ÉLECTIONS = PROMESSES = TROMPERIES ?

 

UNE ÉLECTION QUI NE SERA PAS SIGNIFICATIVE SUR LE PLAN NATIONAL

La campagne électorale de cette élection municipale peine à démarrer et reste au second plan de l'actualité.

Une seule certitude, il y a une volonté très prioritaire de dépolitiser ces élections pour des raisons d’ailleurs très divergentes :

- la majorité des candidats bien placés pour l'emporter veulent se démarquer des partis qui désormais sont marginalisés dans l'opinion des citoyens,

- le pouvoir en place au niveau national actuellement représenté par "EN MARCHE" est pour ces élections à l"L'ARRÊT" n'ayant pas réussi à s'imposer avec ses propres listes ou en incluant ses candidats dans des listes. Il n'a donc plus intérêt à faire de cette élection un test qui n'aurait aucune valeur positive pour lui ou pire qui pourrait lui être très défavorable.

 

UNE ÉLECTION VRAIMENT "LOCALE" : DES PROMESSES QUI N'ENGAGENT QUE CEUX QUI LES ÉCOUTENT OU QUE CEUX QUI Y CROIENT"
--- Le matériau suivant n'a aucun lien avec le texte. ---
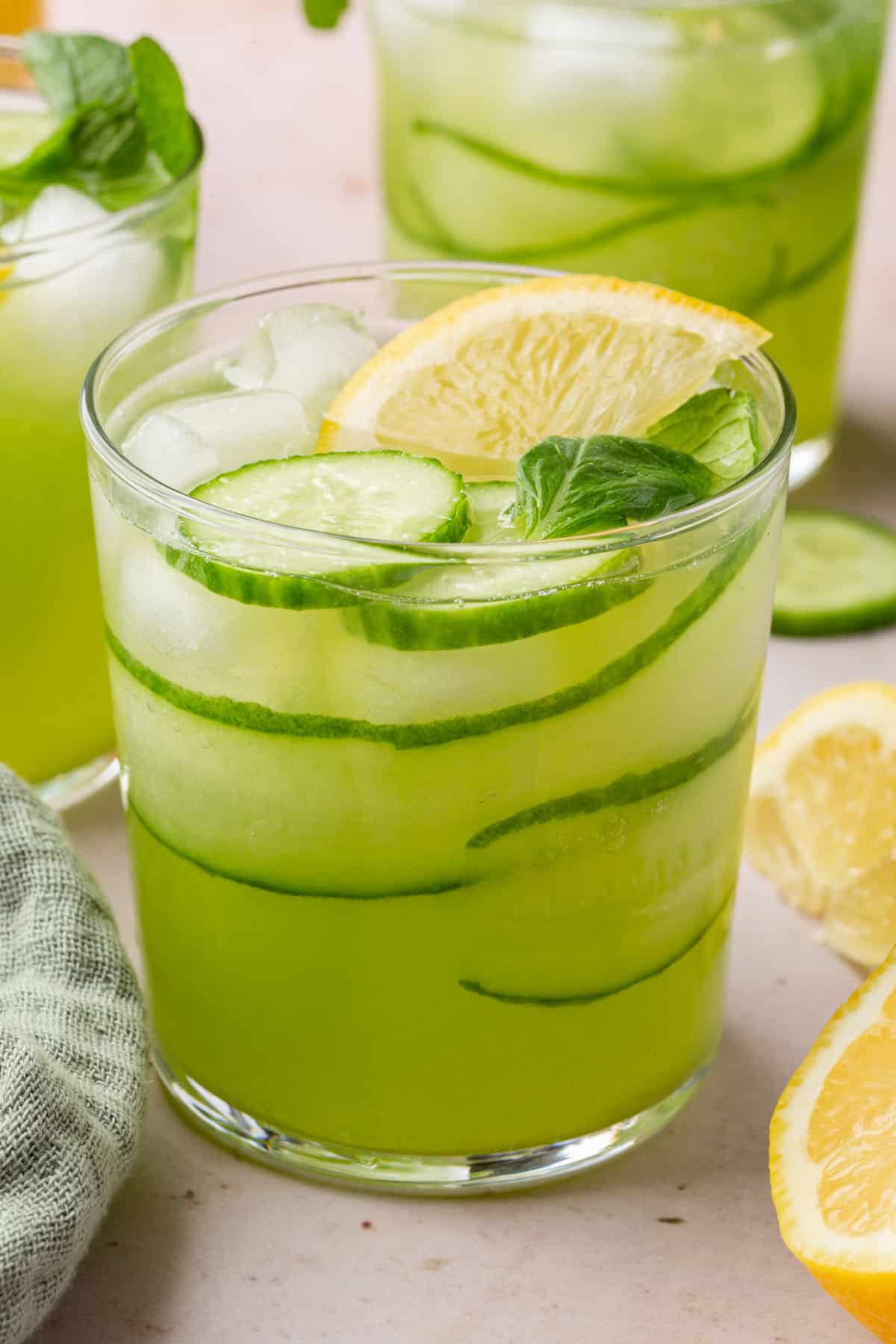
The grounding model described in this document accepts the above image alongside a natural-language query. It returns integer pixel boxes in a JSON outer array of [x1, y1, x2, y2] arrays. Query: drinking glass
[[0, 39, 202, 803], [371, 0, 886, 484], [82, 264, 794, 1191]]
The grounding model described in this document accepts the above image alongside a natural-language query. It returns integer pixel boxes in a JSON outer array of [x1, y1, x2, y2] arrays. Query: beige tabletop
[[28, 0, 896, 1344]]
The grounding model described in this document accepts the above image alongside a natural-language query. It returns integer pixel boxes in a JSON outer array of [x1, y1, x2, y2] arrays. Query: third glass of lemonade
[[372, 0, 886, 484], [84, 264, 792, 1191]]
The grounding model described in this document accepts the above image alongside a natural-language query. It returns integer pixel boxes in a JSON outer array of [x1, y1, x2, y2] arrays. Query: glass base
[[37, 751, 118, 812], [155, 1052, 709, 1195], [790, 434, 833, 491]]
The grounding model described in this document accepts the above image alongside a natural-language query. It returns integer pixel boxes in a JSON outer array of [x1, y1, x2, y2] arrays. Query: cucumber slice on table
[[358, 481, 649, 650], [165, 450, 469, 608], [771, 508, 896, 635]]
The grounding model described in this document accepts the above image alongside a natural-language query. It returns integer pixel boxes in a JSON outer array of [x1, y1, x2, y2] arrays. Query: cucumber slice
[[165, 450, 469, 608], [351, 481, 650, 652], [458, 889, 733, 1008], [771, 508, 896, 635]]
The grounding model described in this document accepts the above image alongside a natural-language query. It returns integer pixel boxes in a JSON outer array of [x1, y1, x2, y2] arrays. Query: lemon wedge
[[744, 682, 896, 966], [318, 276, 768, 464], [770, 953, 896, 1344]]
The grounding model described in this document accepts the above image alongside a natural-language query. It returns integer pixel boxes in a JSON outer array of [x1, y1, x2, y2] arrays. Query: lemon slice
[[770, 953, 896, 1341], [744, 682, 896, 966], [318, 276, 768, 473]]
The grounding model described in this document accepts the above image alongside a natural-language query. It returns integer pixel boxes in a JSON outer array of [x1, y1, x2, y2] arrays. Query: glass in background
[[0, 42, 199, 803], [371, 0, 886, 484]]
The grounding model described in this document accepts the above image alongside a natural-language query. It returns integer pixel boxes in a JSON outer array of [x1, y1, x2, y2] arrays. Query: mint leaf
[[305, 0, 348, 28], [128, 37, 196, 178], [0, 94, 146, 196], [645, 387, 762, 481], [514, 434, 713, 541], [22, 30, 131, 117], [0, 31, 197, 210]]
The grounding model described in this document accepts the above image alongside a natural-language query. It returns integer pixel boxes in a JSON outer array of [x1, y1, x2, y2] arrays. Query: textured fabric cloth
[[0, 766, 146, 1344]]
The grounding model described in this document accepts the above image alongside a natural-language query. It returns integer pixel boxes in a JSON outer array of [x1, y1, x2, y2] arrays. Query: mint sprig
[[513, 434, 713, 541], [645, 387, 762, 484], [304, 0, 349, 28], [0, 31, 197, 208]]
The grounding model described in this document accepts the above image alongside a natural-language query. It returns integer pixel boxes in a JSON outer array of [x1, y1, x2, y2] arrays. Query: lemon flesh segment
[[770, 953, 896, 1341], [318, 276, 768, 462], [744, 682, 896, 965]]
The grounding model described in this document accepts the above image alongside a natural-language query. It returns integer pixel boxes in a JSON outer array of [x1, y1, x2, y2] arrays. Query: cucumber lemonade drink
[[372, 0, 886, 481], [0, 34, 199, 800], [84, 265, 792, 1189]]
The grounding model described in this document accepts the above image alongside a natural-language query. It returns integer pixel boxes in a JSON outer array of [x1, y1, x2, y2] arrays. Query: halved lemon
[[744, 682, 896, 966], [318, 276, 768, 473], [770, 951, 896, 1344]]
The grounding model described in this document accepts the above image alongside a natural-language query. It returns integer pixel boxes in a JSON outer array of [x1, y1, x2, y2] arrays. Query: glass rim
[[81, 261, 797, 563], [370, 0, 865, 45], [0, 31, 205, 266]]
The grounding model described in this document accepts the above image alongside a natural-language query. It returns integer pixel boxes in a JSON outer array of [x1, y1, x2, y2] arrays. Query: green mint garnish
[[22, 30, 131, 117], [513, 434, 713, 541], [645, 387, 762, 482], [0, 31, 197, 208], [304, 0, 348, 28], [128, 37, 196, 178]]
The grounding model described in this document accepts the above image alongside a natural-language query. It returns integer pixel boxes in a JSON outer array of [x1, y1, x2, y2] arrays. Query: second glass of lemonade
[[371, 0, 886, 484], [0, 39, 202, 803], [84, 265, 794, 1191]]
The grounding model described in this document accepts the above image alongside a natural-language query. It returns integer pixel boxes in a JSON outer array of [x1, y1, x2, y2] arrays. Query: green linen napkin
[[0, 766, 146, 1344]]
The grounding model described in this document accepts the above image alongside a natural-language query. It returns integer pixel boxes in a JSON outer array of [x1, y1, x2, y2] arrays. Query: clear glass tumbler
[[0, 40, 202, 805], [84, 264, 794, 1191], [371, 0, 886, 484]]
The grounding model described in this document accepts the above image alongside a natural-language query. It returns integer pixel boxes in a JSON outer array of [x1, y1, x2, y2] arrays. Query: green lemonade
[[0, 44, 196, 783], [372, 0, 886, 467], [94, 281, 785, 1177]]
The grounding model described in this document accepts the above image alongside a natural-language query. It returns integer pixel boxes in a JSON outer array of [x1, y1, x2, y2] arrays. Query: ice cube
[[122, 388, 316, 492], [222, 304, 379, 437], [0, 187, 109, 252], [122, 411, 219, 494]]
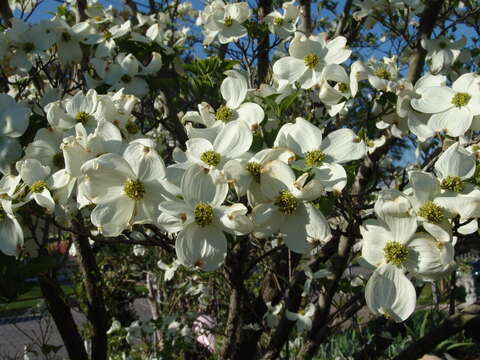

Il y aura encore pour ces élections divers terrains de combats qu'on voudrait qui ne soient que d'idées, de programmes contre programmes :

- combat des candidats postulants nouveaux et des opposants pour sortir les sortants,

- combat sur les programmes locaux,

- combats de chiffres,

- combats d'idées...

Ce qu'il y aura de sûr c'est que les promesses pour proposer un mieux vivre dans nos communes vont pleuvoir !

 

Alors, pour tenter d'éviter une nouvelle déception citoyenne,  citons en guise d'avertissement aux candidats le sage CONFUCIUS :

"Examine si ce que tu promets est juste et possible, car la promesse est une dette."

Il faudra qu'un jour ceux qui promettent que "demain, on rasera gratis " soient condamnés pour délit de tromperie ! et qu'ils paient leurs dettes.

 

UN CODE DE DÉONTOLOGIE POUR CANDIDATS À L'ÉLECTION ?  "LA MORALE DU PARFAIT CANDIDAT". Il APPARTIENT À L'ÉLECTEUR DE FAIRE SÉRIEUSEMENT SON DEVOIR DE CITOYEN ET DE FAIRE, COMME POUR SES ORDURES, LE TRI SÉLECTIF ENTRE LES CANDIDATS

Nos parlementaires si prompts à pondre avec souvent la complicité du gouvernement des textes pour tout et pour rien ne devraient-ils  innover dans un code de déontologie du parfait petit élu non menteur, non délateur, non diffamateur non condamné, ni inculpé...?

Cerrtainement pas, trop de lois tuent la loi et les candidats qui usent et abusent faute de programme sincère se disqualifient. Honte à eux et à leurs proches qui laissent faire !

De plus, en la matière, les textes et la jurisprudence permettent aux juges responsables de sanctionner les abus : diffamation, annulation des élections...Cette bonne vieille  loi de 1881et les milliers de jugements qui font jurisprudence suffisent à condition que la justice passe et passe vite.

Mais la meilleure sanction pour obtenir un débat apaisé et démocratique, un débat sur les idées et les projets est la honte que porteront, lui et ses complices, toujours  sur leurs visages ceux qui diffament et injurient. Ils méritent en réponse à leur bassesse la sanction que les citoyens devront leur infliger en les condamnant aux oubliettes par leurs bulletins de vote.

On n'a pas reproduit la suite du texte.